In playing through all this, it didn’t take long for me to realize that Wake’s creator was either a fan of Campbell’s “monomyth” theory or unintentionally proved Campbell’s point about how the best stories are told.
There’s a lot of narration in these games about the struggles between light and darkness, and the progress and transformation of a singular hero who must overcome. In Campbell’s best-known work promoting the concept of the monomyth, The Hero with a Thousand Faces, he writes:
A hero ventures forth from the world of common day into a region of supernatural wonder: fabulous forces are there encountered and a decisive victory is won: the hero comes back from this mysterious adventure with the power to bestow boons on his fellow man.
Famous religious examples fit this model: Buddha, Moses, and (obviously) Jesus. And then there are epic tales like Gilgamesh that fit this model as well.
And, of course, film, television and games fit the model all the time. Jenova Chen cites it as a major influence in the game Journey.
But for me, it was especially apparent in the story of Alan Wake. Here’s a guy who finds himself stuck in a world that is “stranger than fiction,” and his primary weapon is light (flashlights, street lamps, the sun, anything will do the trick).
Christians tend to be conflicted about Campbell’s theory, primarily because it clumps in Jesus with a bunch of other people. It’s like that Zeitgeist movie that’s popular on YouTube. Jesus wasn’t the first and there’s nothing unique about his story and journey, so how could he be God incarnate?
I get the complaint, and I get Campbell’s side of it as well. How I resolve it, as a Christian, is something akin to what Tolkien said to Lewis about myths in general.
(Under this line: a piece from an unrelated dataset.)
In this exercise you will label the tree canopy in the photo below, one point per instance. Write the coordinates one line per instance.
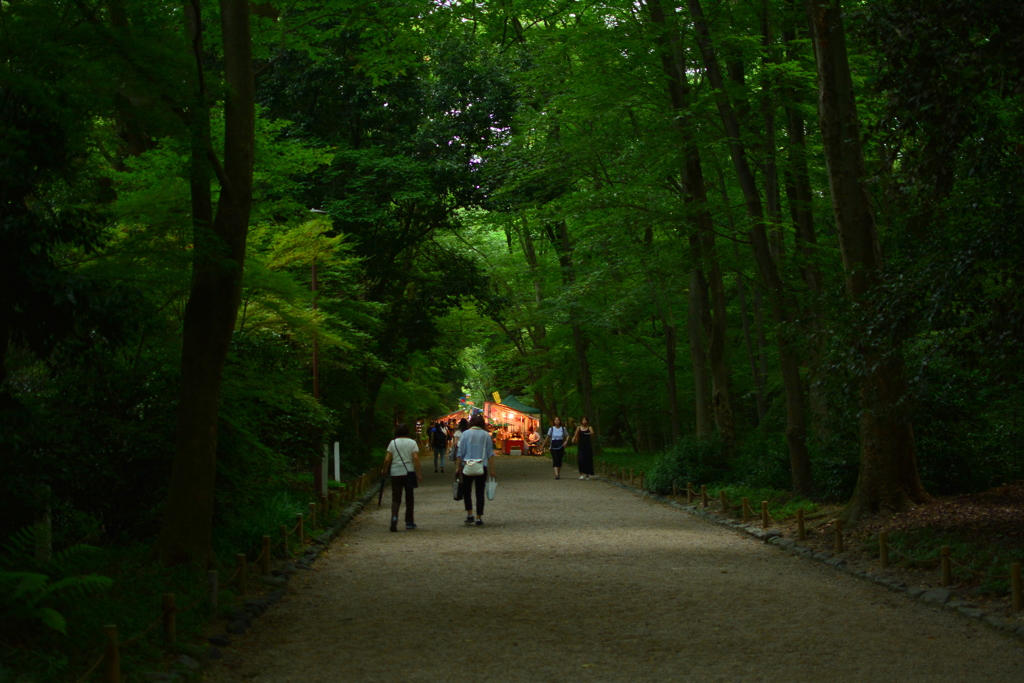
(787, 230)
Instead of flattening these myths and giving them all equal importance, I see it that the archetype is based on the truth of the Gospel narrative. For those myths that cropped up (real or not) before Jesus’ time, they were foreshadowing the truth of the universe. For those afterwards, they are reflections.
But, most importantly, many of these eternal light/darkness struggles involve some kind of triumph of the will, or reaching some level of purity or enlightenment. According to Christian tradition, Jesus Christ already “had it.” He was already fully God and fully man. The transformation was complete. There was an element of struggle (Gethsemane), but the central theme of GRACE is (as far as I can tell) outside the realm of Campbell’s monomyth. Where does grace enter the picture humanity through Buddha, Gilgamesh, or Alan Wake? There’s often a miracle and perhaps a happy ending, but what lasting impact does it have?
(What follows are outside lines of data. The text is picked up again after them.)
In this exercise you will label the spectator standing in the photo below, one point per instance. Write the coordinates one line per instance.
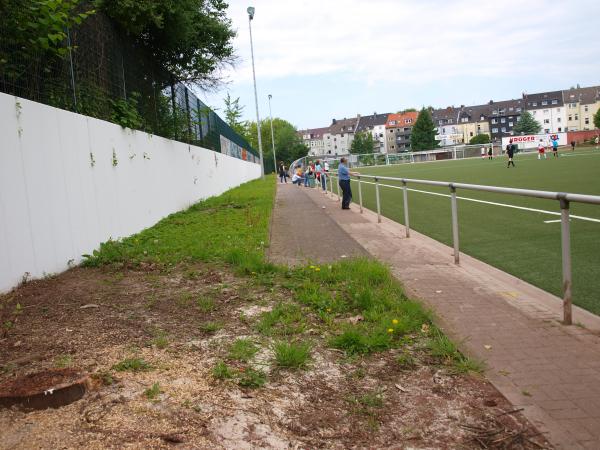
(282, 173)
(510, 152)
(344, 180)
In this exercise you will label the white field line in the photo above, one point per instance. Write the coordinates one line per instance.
(505, 205)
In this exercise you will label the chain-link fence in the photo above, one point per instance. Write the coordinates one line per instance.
(98, 72)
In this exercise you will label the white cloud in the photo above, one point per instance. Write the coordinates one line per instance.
(413, 41)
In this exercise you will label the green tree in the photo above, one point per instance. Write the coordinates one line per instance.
(288, 144)
(527, 124)
(423, 132)
(483, 138)
(188, 40)
(362, 143)
(597, 119)
(233, 114)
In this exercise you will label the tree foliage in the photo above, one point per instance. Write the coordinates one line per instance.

I’ll end my ramblings with this: I love Alan Wake; it’s a great story and a great adventure, but it doesn’t change me like The Greatest Story Ever Told does. It is a reflection in a dark mirror, put together by a Finnish guy and a team of programmers and artists (Editor’s Note: Remedy Games, who also made the excellent Max Payne 2). I want to see more of this, but I don’t think this story (like most “monomyth” tales) has room to truly reflect the Gospel, which to me, rises above the monomyth as the only “true myth.”